Re: Duplicate content

Posted by Ryan McKinley <ry...@gmail.com>.
On Jul 15, 2008, at 2:45 AM, Sunil wrote:

> Hi All,
>
> I want to change the duplicate content behavior in solr. What I want  
> to
> do is:
>
> 1) I don't want duplicate content.
> 2) I don't want to overwrite old content with new one.
>
> Means, if I add duplicate content in solr and the content already
> exists, the old content should not be overwritten.
>
> Can anyone suggest how to achieve it?
>

Check the "allowDups" options for <add>
http://wiki.apache.org/solr/UpdateXmlMessages#head-3dfbf90fbc69f168ab6f3389daf68571ad614bef



>
> Thanks,
> Sunil
>
>


Re: Duplicate content

Posted by Noble Paul നോബിള്‍ नोब्ळ् <no...@gmail.com>.
You must do a check before adding documents

On Tue, Jul 15, 2008 at 1:15 PM, Sunil <su...@truesparrow.com> wrote:
> Hi All,
>
> I want to change the duplicate content behavior in solr.

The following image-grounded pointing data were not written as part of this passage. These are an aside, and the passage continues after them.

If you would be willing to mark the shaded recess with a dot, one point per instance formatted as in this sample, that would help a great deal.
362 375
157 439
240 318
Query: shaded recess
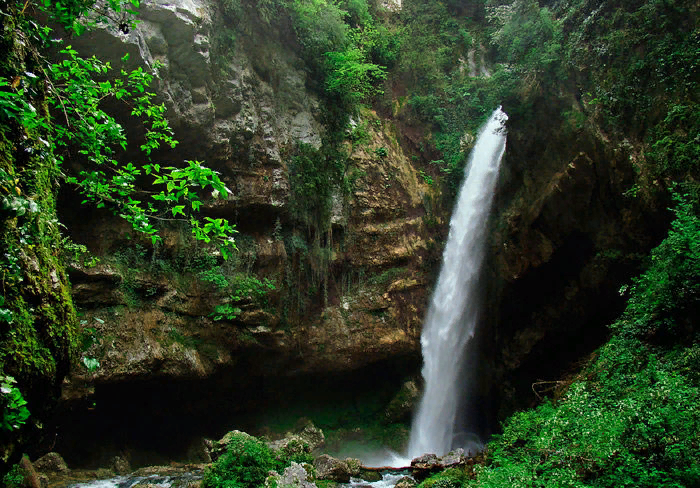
157 421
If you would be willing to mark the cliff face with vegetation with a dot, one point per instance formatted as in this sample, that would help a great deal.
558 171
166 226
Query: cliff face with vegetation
342 209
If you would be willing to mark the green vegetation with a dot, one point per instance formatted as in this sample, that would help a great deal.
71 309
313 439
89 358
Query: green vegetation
14 409
630 418
248 460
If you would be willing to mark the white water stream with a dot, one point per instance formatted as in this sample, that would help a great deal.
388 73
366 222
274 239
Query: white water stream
454 311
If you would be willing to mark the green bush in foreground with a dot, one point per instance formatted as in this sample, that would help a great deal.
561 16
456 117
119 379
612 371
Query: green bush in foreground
247 461
632 417
245 464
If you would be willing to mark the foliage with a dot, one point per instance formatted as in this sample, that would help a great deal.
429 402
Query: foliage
631 418
245 464
351 77
665 300
14 410
247 461
14 478
78 93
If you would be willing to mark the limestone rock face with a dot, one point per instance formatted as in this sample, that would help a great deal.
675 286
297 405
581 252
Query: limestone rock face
295 475
565 238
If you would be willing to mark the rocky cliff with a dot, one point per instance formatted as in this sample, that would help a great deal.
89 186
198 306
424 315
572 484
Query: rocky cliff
337 300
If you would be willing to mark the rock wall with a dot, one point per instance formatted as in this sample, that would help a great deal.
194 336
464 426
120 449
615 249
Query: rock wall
349 297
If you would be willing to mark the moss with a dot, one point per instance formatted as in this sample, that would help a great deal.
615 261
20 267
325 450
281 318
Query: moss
38 332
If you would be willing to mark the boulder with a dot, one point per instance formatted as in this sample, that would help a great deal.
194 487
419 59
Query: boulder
51 463
406 482
401 407
311 434
453 458
291 446
355 466
296 475
330 468
426 461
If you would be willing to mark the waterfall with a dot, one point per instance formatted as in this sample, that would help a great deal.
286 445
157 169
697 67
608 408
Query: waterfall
454 311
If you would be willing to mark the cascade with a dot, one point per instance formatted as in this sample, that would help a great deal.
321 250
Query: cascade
454 312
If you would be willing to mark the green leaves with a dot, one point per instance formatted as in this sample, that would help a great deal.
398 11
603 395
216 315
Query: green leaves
352 78
13 404
79 97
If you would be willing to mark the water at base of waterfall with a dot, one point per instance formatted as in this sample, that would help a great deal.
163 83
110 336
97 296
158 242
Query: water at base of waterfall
454 310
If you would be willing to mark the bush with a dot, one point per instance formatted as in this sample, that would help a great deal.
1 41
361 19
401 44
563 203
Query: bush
244 465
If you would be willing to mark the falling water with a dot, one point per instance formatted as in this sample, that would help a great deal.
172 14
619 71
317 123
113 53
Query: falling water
453 312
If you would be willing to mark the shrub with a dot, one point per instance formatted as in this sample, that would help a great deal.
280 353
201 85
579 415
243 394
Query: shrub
244 465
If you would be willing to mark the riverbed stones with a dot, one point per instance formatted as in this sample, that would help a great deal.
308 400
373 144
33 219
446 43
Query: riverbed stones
51 463
330 468
221 445
453 458
406 482
296 475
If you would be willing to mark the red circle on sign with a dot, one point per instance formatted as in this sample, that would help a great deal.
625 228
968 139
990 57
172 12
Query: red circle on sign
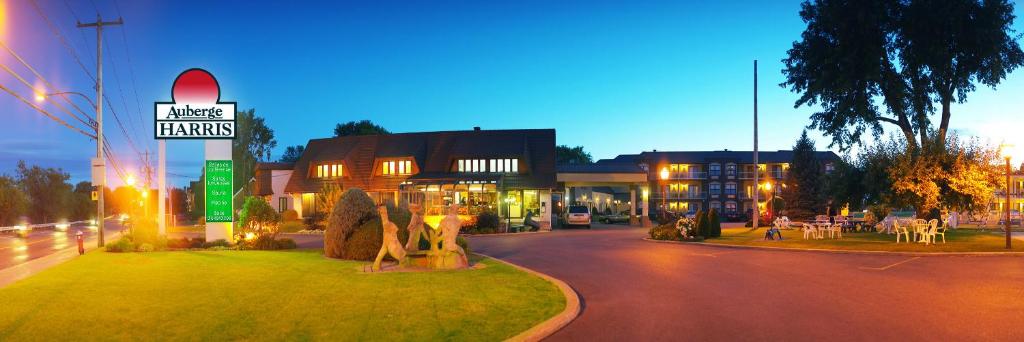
196 86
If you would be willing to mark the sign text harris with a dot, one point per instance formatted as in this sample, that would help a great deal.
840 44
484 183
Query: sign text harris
188 121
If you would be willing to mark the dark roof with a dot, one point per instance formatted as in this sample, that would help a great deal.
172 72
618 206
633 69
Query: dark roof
433 153
740 157
601 167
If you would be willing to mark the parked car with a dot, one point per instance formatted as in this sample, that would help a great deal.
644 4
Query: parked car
578 215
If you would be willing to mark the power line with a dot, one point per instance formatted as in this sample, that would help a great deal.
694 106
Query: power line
60 37
40 110
61 108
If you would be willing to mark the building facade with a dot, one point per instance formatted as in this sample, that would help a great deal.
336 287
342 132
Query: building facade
511 172
717 179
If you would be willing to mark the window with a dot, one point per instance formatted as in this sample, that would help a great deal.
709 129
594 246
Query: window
331 170
488 165
715 170
390 168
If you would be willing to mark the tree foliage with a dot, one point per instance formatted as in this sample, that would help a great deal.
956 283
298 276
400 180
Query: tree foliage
887 61
803 190
292 154
258 217
363 127
566 155
47 189
13 203
253 143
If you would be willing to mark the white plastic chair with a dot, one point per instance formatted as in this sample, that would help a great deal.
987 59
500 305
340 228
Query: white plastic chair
810 230
900 230
836 229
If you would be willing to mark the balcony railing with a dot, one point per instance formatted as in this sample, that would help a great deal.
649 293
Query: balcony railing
693 196
688 175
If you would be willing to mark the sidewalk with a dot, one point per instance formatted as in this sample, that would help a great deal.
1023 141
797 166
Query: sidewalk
11 274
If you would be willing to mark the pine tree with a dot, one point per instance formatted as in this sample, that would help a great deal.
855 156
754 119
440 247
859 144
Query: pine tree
803 191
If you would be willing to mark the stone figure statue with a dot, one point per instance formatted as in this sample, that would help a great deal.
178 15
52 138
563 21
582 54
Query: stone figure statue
391 244
453 256
415 228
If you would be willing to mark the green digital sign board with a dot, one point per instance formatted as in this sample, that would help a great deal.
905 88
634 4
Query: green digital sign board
218 191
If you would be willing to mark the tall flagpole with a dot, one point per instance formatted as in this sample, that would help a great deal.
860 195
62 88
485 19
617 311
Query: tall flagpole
757 166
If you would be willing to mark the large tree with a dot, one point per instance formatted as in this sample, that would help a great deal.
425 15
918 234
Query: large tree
47 189
803 190
292 154
12 202
566 155
870 62
363 127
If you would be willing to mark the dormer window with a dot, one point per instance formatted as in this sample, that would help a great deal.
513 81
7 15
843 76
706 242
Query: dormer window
492 166
329 170
392 168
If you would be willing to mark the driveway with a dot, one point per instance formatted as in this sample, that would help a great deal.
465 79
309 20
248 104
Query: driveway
634 290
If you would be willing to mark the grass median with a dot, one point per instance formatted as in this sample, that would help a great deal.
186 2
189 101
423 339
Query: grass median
299 295
956 241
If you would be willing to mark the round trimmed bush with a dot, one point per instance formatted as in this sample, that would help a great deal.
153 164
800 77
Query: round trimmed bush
352 210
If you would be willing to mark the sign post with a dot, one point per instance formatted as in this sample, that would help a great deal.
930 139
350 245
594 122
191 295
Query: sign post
198 114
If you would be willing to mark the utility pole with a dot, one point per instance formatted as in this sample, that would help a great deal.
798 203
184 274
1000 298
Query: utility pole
757 166
99 24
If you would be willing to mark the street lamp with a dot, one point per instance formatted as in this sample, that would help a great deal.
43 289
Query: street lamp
665 181
1007 155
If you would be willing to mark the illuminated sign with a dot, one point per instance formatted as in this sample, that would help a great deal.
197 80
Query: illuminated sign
218 191
196 112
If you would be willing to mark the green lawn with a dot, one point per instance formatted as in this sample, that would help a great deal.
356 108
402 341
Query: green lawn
299 295
956 241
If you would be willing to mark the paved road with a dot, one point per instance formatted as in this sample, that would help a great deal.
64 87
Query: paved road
640 291
40 243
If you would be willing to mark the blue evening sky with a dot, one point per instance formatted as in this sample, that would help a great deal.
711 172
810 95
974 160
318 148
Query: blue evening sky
615 77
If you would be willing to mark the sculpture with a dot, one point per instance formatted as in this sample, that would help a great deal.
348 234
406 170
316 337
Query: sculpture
415 228
451 255
391 244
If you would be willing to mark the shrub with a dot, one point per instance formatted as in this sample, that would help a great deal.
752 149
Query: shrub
368 238
487 219
289 215
266 243
291 226
352 210
216 243
701 223
714 224
665 231
259 218
315 221
123 245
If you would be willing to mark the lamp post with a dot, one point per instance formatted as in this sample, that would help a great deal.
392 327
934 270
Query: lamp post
665 181
1006 155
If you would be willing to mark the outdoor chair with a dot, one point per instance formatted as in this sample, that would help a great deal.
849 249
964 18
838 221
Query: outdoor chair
900 230
942 230
810 229
836 229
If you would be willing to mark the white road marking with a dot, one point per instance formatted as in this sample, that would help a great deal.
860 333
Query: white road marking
892 265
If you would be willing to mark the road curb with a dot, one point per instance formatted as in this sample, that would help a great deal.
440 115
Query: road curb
786 249
556 323
32 267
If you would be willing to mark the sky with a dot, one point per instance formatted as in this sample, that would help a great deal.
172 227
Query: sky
615 77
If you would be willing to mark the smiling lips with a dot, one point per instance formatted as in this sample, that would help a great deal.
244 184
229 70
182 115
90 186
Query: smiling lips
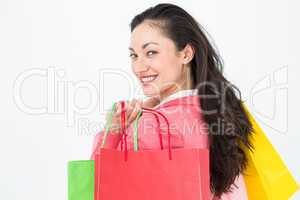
148 79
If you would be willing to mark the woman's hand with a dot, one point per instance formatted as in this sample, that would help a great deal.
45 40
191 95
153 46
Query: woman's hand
131 108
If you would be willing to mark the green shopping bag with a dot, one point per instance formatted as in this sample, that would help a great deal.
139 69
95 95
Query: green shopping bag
81 173
81 180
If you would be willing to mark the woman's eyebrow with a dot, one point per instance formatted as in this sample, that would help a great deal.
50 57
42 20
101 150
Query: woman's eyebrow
144 45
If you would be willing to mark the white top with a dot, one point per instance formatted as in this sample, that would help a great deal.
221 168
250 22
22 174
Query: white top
180 93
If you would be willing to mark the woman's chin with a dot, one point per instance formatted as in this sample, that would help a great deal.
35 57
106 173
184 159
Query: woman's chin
149 91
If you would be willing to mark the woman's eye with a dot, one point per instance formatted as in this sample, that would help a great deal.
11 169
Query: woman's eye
132 55
150 53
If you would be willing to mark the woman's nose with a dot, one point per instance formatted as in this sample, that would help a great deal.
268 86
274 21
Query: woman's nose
140 67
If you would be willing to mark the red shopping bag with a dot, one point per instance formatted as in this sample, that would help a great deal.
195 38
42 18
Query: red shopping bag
163 174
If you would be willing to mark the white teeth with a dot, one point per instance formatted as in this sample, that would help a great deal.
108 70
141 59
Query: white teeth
148 78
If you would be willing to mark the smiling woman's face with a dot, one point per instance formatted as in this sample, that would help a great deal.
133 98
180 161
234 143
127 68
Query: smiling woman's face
156 62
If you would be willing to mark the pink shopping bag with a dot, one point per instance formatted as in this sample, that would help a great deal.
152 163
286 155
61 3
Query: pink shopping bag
163 174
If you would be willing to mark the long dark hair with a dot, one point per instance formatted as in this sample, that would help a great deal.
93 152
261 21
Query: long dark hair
227 159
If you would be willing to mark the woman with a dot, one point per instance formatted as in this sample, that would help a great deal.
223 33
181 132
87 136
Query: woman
181 73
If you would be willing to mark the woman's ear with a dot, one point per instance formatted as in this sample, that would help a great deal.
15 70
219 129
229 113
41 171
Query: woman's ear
188 54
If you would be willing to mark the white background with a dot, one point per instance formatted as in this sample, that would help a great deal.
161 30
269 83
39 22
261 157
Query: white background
75 40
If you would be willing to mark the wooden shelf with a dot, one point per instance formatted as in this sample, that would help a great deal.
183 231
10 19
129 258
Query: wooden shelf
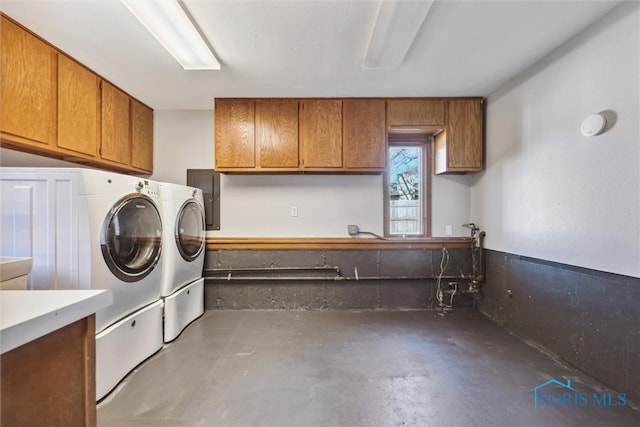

What I want to
> do is:
>
> 1) I don't want duplicate content.
> 2) I don't want to overwrite old content with new one.
>
> Means, if I add duplicate content in solr and the content already
> exists, the old content should not be overwritten.
>
> Can anyone suggest how to achieve it?
>
>
> Thanks,
> Sunil
>
>
>



-- 
--Noble Paul